Jul 18, 2011

I wish I could say this was an ironic gift

It's a good thing my mom doesn't have the Internet. Or a computer. Because otherwise I might feel bad about sharing this book she sent my daughter for her third birthday this week.

Little Mommy was written in 1967, and it depicts a simpler time, when little girls knew their place and could happily play out their maternal fantasies without fear of judgment from their bitch feminist friends (like me).

 Aw, isn't that sweet? A little girl playing with her dolls. Just delightful. This is probably as far as my mom read before buying this book. I am generously giving her that benefit of the doubt because I would hate to think she read the whole thing and still thought it appropriate for my 21st Century girl.

 Wait, what? Is this book set in Westchester? And does daddy work in advertising? I guess Baby Betty Draper does look pretty happy...
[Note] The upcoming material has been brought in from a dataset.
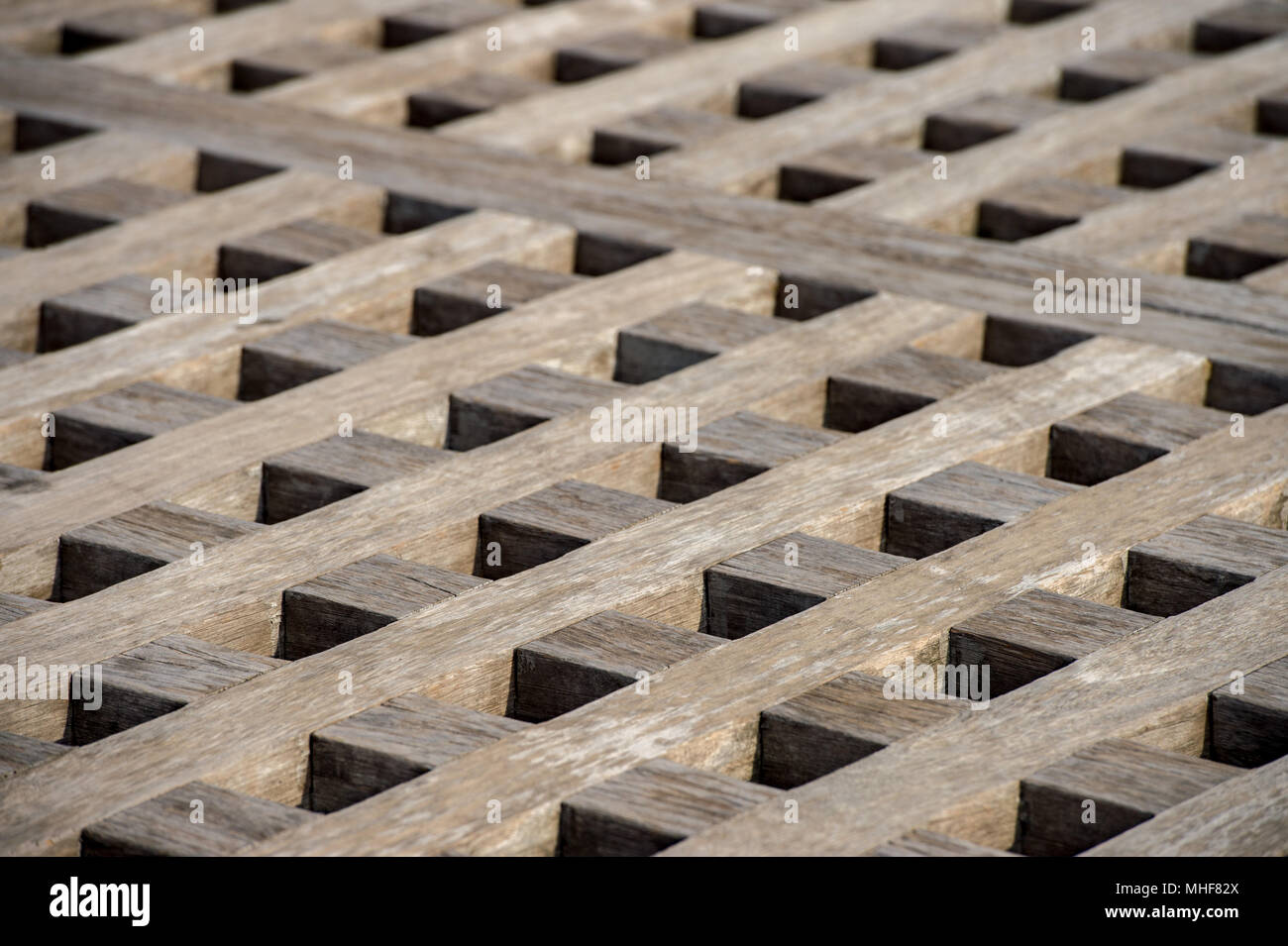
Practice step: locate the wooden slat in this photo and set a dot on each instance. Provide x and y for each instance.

 Doing the dolls' hair sounds OK, but playing at wiping fingerprints off the door? What kind of weirdo OCD kid plays at cleaning a door? I don't even do that and I AM a mom with several doors in need of a good wipedown. I think Little Mommy's mommy needs to make an appointment with one of those head-shrinkers she's been hearing about.
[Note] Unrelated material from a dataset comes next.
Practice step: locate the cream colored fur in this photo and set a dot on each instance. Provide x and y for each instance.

 It's all so idyllic...but I've seen Mad Men. I know the only people who had it better in the 1960s were alcoholics and rapists and she's absolutely seething with resentment. There's probably a cocktail spiked with downers hidden in that laundry basket. Oh, here's comes Billy/Daddy, home for dinner. Is that lipstick on his collar? His secretary is such a slut. But if she says anything, he'll slap her again and Little Mommy is out of pancake makeup.
I hope Little Mommy has a Little Something on the side because I bet that asshole Billy doesn't appreciate at all how hard she worked to wipe his scummy fingerprints off her damn door.
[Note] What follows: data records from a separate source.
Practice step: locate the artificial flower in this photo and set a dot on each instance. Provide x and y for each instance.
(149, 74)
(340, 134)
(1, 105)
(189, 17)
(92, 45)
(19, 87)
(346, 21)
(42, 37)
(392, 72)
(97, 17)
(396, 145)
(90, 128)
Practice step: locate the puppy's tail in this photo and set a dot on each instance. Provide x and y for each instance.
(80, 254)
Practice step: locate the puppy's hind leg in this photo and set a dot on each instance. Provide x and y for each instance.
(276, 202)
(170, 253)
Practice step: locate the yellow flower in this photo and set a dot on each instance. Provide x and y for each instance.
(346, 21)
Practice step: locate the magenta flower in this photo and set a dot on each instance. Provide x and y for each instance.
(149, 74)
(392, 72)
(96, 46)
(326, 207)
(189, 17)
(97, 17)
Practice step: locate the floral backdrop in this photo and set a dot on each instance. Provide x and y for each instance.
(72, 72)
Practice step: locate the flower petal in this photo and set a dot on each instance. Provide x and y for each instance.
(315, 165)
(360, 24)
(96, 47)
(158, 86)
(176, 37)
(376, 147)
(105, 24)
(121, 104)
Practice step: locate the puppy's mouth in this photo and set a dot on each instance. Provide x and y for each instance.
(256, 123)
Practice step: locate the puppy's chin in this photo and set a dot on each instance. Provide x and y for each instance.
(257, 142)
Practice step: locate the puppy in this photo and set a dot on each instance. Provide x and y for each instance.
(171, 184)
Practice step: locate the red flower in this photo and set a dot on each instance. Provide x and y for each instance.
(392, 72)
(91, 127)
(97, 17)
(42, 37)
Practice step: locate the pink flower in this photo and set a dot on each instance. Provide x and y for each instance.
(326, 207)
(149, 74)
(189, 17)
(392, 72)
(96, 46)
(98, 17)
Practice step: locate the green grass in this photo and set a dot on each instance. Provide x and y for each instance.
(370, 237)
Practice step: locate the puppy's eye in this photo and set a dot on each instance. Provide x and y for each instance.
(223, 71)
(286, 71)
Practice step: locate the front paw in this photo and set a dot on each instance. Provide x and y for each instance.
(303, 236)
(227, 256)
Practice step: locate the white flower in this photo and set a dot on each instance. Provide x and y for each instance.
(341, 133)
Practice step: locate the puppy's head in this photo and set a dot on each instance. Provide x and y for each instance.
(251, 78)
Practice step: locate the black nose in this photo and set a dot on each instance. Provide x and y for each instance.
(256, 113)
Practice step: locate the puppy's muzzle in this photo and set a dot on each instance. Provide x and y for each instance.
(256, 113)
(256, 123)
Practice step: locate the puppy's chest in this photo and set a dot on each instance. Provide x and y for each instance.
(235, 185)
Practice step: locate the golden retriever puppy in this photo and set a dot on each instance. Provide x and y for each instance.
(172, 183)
  1. I want to know if "Billy" is the boy's real name. I hear he also answers to Dick Whitman. I don't think when he heads off in his car he is always going where he says he is. Sometimes he is probably headed to California where he gets high with wealthy gypsy people.

    I want this to be a reality show. It would be a toddler age Mad Men. Or maybe "Real Toddler Wives of Westchester" or something.

  2. "Is that lipstick on his collar? His secretary is such a slut. But if she says anything, he'll slap her again and Little Mommy is out of pancake makeup."

    you are all kinds of awesome. i laughed. and laughed. and maybe cried a little.

  3. Haha, this made me laugh today, thanks for that. A bit belatedly, but oh well.
    Even though it is rather depressing in a way, too, but I'll ignore that for a bit ;)

  4. A grandmother being demonized for trying to help the girl grow to be a happy woman. What is wrong with being a full time mother?